Coalition de l’opposition : Le Mouvement réformateur propose une union parlementaire avant tout

Le parti que dirige Samuel Billong va à contre-courant des approches de l’Apc de Jean Michel Nintcheu et l’Atp d’Olivier Bile.


Par Cyril Essissima



Samuel Billong

S’agissant du projet de coalition des forces de l’opposition en vue de la présidentielle de 2025, le Mouvement réformateur ne parle certes pas de charrue avant les bœufs, mais c’est tout comme.
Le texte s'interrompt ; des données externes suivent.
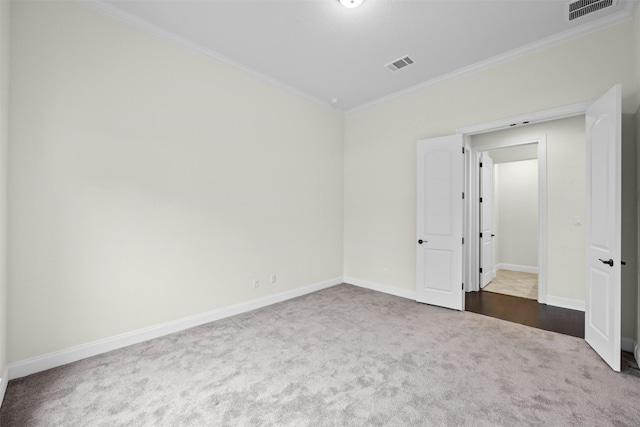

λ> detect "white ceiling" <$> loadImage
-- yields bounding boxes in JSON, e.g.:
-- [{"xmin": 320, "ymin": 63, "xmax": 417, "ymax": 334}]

Le bureau politique du parti que dirige Samuel Billong a donné sa position sur la question à l’issue de sa première session extraordinaire le 25 février dernier à Yaoundé.

Le communiqué final y relatif s’écarte formellement des offres politiques formulées d’une part par l’Alliance politique pour le changement (Apc) portée par le député Jean Michel Nintcheu, et d’autre part par l’Alliance pour une transition politique (Atp), initiative d’Olivier Bile.

Lire la position de l’UDC

A rappeler que l’Apc a d’ores et déjà choisi son candidat au scrutin présidentiel en la personne de Maurice Kamto, leader du Mouvement pour la renaissance du Cameroun (Mrc). Tandis que la démarche de l’Atp consiste au préalable à mener un ensemble de consultations avec les forces politiques ainsi que la société civile en vue d’élaborer une stratégie pour renverser (démocratiquement) le régime de Paul Biya.

Pour la présidentielle on verra

Aucune de ces deux approches ne convainc le Mouvement réformateur qui appelle « les partis politiques, la société civile, les entreprises nationales et les particuliers à travailler ensemble pour la victoire des forces alternatives aux prochaines législatives prévues en 2025 afin de rendre possible le changement institutionnel et de gouvernance au Cameroun à travers l’Union pour une majorité parlementaire (Ump) ». En d’autres termes, explique Samuel Billong, « la priorité est une victoire aux législatives. Après, pour la présidentielle on verra. Mais il faut surtout comprendre que l’Ump répond aux insuffisances des deux autres coalitions Apc et Atp dans la mesure où la première (Apc du député Nintcheu) escamote les législatives qui viennent dans quelques mois pour faire une fixation sur la présidentielle avec un candidat désigné à priori ; et que la seconde (Atp du Pr. Olivier Bile) dit qu’en l’état, même en cas de mutualisation des forces de l’opposition, celle-ci ne peut pas gagner. C’est pourquoi elle appelle à une transition ».

Dernière chance

Le bureau politique du Mouvement réformateur estime d’ailleurs que « la prochaine élection législative est la dernière chance qui est offerte à la nation pour un changement pacifique au Cameroun ». Le parti lance également « un appel au sacrifice aux citoyens et à toutes les forces vives de la nation pour la victoire de l’Union pour une majorité parlementaire aux prochaines élections législatives ».

Dans sa conception, l’Ump est présentée comme un regroupement des partis politiques sur une base programmatique, de la société civile, des entreprises citoyennes et des particuliers qui sera doté d’un fond de trois milliards de FCfa pour garantir le changement au Cameroun.